In human albinism, there is abnormal crossing at the chiasm, such that the majority of temporal retinal ganglion fibers cross (Figure 1E). The abnormal pattern of activation of the occipital cortex, in which each hemisphere contains a full representation of visual space has been shown using fMRI [49]. Like achiasma, each eye projects to one hemisphere, but in this condition it is the hemisphere contralateral to the eye, rather than ipsilateral. Intriguingly, in albinism cortical representation of the two visual hemifields is in close agreement to that described for achiasma, ie. as superimposed retinotopic maps [50]. These superimposed representations appear to support normal visual fields [51] and independent visual perception in both visual hemifields [52]. The visual system in albinism is also affected by the lack of foveal development which reduces the visual acuity of those with the condition, often resulting in considerable visual impairment. A recent study using structural scans from a large number of subjects with albinism employed quantitative measures of cortical morphology to uncover subtle changes in cortical structure [53]. Specifically, one of the differences was an increase in V1 cortical thickness in albinism compared to control subjects.
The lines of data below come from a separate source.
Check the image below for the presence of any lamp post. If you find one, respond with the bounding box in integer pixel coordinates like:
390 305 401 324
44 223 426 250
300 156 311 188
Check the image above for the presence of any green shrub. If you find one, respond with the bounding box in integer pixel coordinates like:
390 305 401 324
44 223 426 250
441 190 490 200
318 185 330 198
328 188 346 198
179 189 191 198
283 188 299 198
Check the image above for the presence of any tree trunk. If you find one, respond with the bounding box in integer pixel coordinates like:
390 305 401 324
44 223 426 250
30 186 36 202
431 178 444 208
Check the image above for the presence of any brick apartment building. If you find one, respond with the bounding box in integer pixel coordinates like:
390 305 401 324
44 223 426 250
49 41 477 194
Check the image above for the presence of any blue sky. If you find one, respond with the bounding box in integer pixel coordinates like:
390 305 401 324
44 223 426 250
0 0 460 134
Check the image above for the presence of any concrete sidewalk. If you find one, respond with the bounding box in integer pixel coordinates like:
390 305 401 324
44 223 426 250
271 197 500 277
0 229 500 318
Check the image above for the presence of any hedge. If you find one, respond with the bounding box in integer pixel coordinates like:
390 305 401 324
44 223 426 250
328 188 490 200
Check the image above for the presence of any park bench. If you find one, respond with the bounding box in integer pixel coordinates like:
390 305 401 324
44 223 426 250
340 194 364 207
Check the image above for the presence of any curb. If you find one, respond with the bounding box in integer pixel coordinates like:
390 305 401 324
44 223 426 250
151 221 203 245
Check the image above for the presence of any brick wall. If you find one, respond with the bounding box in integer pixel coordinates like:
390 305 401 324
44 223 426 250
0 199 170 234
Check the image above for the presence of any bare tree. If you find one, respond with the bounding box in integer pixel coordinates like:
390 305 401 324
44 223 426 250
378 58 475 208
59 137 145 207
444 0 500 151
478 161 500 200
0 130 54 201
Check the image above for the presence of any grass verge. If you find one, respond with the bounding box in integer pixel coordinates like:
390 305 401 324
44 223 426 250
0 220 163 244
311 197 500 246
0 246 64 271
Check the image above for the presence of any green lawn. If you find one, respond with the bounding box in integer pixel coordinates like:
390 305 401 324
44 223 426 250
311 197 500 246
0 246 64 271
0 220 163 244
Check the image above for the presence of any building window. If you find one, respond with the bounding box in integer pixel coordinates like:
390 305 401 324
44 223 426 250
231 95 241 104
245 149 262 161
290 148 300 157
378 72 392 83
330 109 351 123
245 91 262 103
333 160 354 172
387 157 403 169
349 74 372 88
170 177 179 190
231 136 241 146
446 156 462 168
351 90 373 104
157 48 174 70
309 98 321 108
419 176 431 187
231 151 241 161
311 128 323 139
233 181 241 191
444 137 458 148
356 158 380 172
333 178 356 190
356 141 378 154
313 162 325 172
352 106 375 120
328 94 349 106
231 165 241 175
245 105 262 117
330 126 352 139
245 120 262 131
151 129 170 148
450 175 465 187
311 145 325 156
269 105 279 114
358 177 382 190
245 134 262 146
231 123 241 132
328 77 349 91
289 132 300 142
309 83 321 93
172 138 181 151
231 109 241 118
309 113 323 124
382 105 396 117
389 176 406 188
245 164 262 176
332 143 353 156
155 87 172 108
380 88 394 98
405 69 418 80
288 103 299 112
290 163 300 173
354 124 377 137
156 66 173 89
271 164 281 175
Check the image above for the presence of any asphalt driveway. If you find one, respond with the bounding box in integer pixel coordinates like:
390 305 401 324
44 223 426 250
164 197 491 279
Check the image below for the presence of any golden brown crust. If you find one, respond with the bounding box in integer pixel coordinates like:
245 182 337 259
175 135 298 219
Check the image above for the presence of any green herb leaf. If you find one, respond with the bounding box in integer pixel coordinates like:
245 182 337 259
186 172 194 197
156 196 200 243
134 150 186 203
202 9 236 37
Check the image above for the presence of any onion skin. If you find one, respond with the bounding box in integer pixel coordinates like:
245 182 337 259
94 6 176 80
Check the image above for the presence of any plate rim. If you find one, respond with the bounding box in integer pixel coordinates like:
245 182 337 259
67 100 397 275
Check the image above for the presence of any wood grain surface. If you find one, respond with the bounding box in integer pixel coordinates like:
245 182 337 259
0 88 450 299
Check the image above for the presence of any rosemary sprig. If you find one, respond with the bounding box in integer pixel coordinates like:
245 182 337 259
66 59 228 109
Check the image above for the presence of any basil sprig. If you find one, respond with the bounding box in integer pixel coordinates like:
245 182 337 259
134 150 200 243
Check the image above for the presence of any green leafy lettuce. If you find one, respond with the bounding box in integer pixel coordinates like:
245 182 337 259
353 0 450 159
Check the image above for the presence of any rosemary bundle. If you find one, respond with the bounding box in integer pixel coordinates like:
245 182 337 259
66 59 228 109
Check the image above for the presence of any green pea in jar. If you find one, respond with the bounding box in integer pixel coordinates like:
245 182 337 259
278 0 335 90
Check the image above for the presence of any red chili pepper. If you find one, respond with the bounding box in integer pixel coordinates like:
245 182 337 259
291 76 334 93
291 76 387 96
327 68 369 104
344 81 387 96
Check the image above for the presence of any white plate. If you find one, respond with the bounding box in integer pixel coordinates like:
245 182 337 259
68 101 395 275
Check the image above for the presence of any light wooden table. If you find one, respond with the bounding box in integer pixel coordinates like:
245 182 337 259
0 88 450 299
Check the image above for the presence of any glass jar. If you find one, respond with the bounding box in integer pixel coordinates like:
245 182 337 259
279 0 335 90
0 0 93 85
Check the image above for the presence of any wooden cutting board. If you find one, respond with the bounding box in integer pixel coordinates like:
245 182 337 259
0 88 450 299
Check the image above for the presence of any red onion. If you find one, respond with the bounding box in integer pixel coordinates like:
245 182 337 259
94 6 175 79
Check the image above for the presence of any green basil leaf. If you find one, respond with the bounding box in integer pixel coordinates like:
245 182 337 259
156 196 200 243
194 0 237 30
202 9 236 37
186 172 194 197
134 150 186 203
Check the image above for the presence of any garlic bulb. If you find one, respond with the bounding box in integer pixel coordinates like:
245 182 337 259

Cortical thickness has previously been shown to be greater in blind subjects [54] and those with anophthalmia[37], hypothesised to be due to a lack of axonal pruning due to the absence of visual input. Intriguingly, the data from the subjects with albinism also showed a significant negative correlation between V1 thickness and visual acuity, suggesting that better vision leads to thinner visual cortex.
Conclusions
The neurological basis of several disorders described here has recently been uncovered by the use of various non-invasive imaging techniques. There is a large discrepancy in the plasticity and reorganisation shown in the case of congenital and acquired neuro-ophthalmological conditions. Congenital disorders generally lead to more reorganisation compared to acquired cases, but this also depends on whether the condition affects the cortex (e.g. hemianopia) or peripheral visual system (i.e. retina or chiasm). It is important not only to focus on situations of reorganisation, but also significant negative findings, and to quantitatively delineate areas in the visual pathway that have been damaged. This may help to target certain therapies within a stable visual system, and to evaluate those situations where rehabilitation may be most beneficial.
Key Points.
Neuroimaging has uncovered both degeneration and reorganisation in a range of neuro-ophthalmological disorders
Cortical reorganisation is greater in congenital, compared to acquired conditions
Functional fMRI can indicate brain regions that are active even in the absence of perception
Disorders of the optic chiasm result in abnormal functional organization, with relatively normal perception
Acknowledgements
This work was funded by a Royal Society University Research Fellowship to HB, a Wellcome Trust Clinical Research Training Fellowship to SA and an MRC studentship to RM. We would like to thank Annabel Hollins for the illustrations in Figure 1.
Footnotes
Conflicts of interest: There are no conflicts of interest.